27 L’article 31, paragraphe 1, dudit règlement a abrogé le règlement de 2014 laissant, néanmoins, celui-ci en vigueur jusqu’à ce que le nombre maximal de demandes, fixé par l’article 12 du règlement de 2014 à 1800, à l’exclusion des personnes à charge, ait été atteint.

La procédure précontentieuse

28 Le programme de citoyenneté par investissement de 2014 permettait aux ressortissants étrangers d’obtenir la nationalité maltaise en échange de paiements et d’investissements prédéterminés prescrits dans le règlement de 2014. Conformément à ce règlement, un concessionnaire a été chargé de concevoir, de mettre en œuvre, de gérer, d’exploiter et de promouvoir ce programme.

29 Ayant eu connaissance dudit programme, la Commission a engagé un dialogue avec la République de Malte au sujet des répercussions de celui-ci sur l’Union et les autres États membres.

30 Par lettre du 1er avril 2020, la Commission a indiqué à la République de Malte que les programmes de citoyenneté par investissement tels que le programme de citoyenneté par investissement de 2014, qui conduisent à « vendre » la citoyenneté de l’Union, pouvaient être considérés comme exploitant la réalisation commune qu’est la citoyenneté de l’Union en violation du principe de coopération loyale entre celle-ci et les États membres.

31 Entre le mois d’avril et le mois d’octobre 2020, la République de Malte a fourni des précisions supplémentaires concernant le fonctionnement du programme de citoyenneté par investissement de 2014 et a informé la Commission de son intention de réviser le cadre juridique existant.

32 Le 20 octobre 2020, la Commission a adressé à la République de Malte une lettre de mise en demeure. Dans cette lettre, elle a réitéré sa préoccupation quant à l’incompatibilité d’un programme de citoyenneté par investissement tel que le programme de citoyenneté par investissement de 2014 avec l’article 20 TFUE et avec l’article 4, paragraphe 3, TUE.

33 Dans sa réponse du 18 décembre 2020 à cette lettre de mise en demeure, la République de Malte a informé la Commission qu’elle avait procédé à une révision du cadre législatif national applicable à l’octroi de la nationalité maltaise. Elle a ainsi précisé que, à la suite de l’adoption de la loi de 2020, les dispositions permettant l’octroi de la nationalité maltaise sur la base du règlement de 2014 n’étaient plus en vigueur. Elle a toutefois précisé que, compte tenu des attentes légitimes et des
engagements déjà pris, ces dispositions demeureraient en vigueur et applicables aux demandes reçues jusqu’au 15 août 2020.
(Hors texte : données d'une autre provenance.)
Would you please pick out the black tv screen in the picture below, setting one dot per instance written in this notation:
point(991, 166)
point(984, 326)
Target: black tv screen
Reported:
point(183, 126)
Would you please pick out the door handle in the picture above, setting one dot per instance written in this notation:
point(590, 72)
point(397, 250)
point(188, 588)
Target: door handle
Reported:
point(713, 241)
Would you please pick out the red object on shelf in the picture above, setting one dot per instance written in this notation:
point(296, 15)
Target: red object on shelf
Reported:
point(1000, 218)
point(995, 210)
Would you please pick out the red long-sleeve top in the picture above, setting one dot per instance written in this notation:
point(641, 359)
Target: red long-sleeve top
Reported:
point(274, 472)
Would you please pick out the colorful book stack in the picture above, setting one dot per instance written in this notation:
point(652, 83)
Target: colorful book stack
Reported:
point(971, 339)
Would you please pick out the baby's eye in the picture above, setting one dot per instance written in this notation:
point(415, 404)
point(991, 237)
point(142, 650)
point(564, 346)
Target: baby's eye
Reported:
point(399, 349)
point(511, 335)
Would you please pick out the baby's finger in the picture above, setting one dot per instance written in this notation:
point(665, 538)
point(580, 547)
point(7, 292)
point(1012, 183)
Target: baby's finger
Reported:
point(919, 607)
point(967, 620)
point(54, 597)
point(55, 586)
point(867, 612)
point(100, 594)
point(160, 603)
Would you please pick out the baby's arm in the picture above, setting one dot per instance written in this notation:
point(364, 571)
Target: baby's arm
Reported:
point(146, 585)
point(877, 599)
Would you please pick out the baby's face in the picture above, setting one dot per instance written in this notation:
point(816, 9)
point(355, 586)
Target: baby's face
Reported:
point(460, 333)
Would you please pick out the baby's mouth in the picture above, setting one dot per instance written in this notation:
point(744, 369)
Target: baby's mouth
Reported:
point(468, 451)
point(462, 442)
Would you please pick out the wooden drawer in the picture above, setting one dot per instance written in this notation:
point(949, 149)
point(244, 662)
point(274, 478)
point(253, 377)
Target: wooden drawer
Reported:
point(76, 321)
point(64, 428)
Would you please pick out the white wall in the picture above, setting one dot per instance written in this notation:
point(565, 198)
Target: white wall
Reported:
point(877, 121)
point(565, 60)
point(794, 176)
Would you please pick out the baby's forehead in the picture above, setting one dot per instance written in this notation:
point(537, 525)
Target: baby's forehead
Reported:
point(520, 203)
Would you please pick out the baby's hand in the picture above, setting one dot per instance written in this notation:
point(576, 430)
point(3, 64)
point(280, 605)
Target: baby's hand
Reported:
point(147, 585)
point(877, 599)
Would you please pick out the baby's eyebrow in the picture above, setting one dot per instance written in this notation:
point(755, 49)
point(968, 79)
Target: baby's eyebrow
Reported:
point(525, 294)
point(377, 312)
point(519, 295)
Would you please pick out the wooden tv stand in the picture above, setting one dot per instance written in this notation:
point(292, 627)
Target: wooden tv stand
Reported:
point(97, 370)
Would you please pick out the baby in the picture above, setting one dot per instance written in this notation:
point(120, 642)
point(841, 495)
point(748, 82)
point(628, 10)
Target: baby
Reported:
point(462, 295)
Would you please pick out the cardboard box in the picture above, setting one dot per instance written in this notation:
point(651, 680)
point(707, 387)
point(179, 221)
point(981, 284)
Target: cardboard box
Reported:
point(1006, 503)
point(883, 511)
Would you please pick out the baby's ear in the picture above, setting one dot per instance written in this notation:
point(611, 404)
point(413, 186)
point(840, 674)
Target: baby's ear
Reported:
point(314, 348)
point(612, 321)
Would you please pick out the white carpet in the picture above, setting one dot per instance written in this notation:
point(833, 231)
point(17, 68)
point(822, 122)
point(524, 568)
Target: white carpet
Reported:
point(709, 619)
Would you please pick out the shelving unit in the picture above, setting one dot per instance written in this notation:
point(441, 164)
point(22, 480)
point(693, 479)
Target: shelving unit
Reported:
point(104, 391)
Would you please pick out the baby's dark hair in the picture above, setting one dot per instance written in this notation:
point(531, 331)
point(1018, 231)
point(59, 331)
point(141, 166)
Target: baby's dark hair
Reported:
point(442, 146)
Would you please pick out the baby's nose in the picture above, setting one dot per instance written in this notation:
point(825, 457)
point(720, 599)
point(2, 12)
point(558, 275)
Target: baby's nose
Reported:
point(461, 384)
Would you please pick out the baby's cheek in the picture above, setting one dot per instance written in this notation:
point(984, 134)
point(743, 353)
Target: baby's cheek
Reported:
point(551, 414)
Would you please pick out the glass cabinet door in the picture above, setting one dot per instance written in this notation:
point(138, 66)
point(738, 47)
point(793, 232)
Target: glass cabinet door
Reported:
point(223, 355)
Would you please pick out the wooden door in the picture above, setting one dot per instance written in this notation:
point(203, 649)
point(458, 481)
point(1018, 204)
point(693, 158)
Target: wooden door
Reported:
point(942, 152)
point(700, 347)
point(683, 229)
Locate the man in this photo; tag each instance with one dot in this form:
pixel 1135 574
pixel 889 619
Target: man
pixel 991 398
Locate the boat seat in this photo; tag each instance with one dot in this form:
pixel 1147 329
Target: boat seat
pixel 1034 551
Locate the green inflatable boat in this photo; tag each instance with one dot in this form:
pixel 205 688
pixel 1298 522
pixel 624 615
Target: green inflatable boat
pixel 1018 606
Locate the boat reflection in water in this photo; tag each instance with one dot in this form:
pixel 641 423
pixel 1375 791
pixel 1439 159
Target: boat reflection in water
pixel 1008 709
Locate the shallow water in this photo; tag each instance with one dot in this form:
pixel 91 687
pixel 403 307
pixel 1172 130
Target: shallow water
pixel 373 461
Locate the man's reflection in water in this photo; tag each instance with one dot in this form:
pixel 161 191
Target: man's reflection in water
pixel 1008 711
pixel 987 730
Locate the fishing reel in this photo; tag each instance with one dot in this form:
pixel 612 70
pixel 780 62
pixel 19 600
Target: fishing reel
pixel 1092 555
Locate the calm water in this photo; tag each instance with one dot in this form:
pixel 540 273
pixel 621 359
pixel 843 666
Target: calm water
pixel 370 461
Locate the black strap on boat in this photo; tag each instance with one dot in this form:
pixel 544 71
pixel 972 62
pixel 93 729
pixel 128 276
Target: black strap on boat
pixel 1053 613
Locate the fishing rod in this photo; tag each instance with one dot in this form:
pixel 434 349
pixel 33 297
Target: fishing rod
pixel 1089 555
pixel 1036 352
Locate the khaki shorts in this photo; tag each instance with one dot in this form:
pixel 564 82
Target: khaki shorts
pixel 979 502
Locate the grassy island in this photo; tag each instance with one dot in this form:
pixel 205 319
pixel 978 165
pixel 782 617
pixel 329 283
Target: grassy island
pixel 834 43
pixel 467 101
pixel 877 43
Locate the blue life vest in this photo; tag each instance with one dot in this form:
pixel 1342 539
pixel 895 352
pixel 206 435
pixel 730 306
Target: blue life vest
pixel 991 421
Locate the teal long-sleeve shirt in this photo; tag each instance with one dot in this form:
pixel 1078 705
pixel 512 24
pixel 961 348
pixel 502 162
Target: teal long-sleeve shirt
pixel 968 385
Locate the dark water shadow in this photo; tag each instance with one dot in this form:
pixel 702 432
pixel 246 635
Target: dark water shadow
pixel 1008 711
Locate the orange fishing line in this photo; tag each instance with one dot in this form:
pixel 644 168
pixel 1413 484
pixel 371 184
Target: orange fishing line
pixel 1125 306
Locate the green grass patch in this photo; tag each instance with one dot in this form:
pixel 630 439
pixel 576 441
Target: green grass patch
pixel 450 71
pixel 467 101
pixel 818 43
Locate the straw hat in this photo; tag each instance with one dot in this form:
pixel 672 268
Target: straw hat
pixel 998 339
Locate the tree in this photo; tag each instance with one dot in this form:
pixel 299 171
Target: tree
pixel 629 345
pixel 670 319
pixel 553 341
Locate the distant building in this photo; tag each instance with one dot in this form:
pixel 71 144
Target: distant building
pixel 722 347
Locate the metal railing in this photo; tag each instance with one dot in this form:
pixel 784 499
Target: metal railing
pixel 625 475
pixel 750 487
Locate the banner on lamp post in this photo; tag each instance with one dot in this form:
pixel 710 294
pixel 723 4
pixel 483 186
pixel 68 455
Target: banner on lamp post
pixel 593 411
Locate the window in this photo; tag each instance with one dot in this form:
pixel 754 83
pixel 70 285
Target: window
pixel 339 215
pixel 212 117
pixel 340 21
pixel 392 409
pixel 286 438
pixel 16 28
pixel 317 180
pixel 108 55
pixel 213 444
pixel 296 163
34 Le 9 juin 2021, la Commission a adressé une lettre de mise en demeure complémentaire à la République de Malte, dans laquelle elle a indiqué que les modifications apportées par la loi de 2020 et le règlement de 2020 ne remédiaient pas à la nature transactionnelle du programme de citoyenneté par investissement de 2014 et que le programme de citoyenneté par investissement de 2020 était également considéré comme contraire à l’article 20 TFUE et à l’article 4, paragraphe 3, TUE.

35 Par une lettre du 6 août 2021, la République de Malte a répondu à la lettre de mise en demeure complémentaire, en exprimant son désaccord avec la Commission. Cet État membre a notamment fait valoir que la position de la Commission était incompatible avec le principe d’attribution des compétences, dans la mesure où cette position conduisait à empiéter sur un domaine relevant de la souveraineté des États membres.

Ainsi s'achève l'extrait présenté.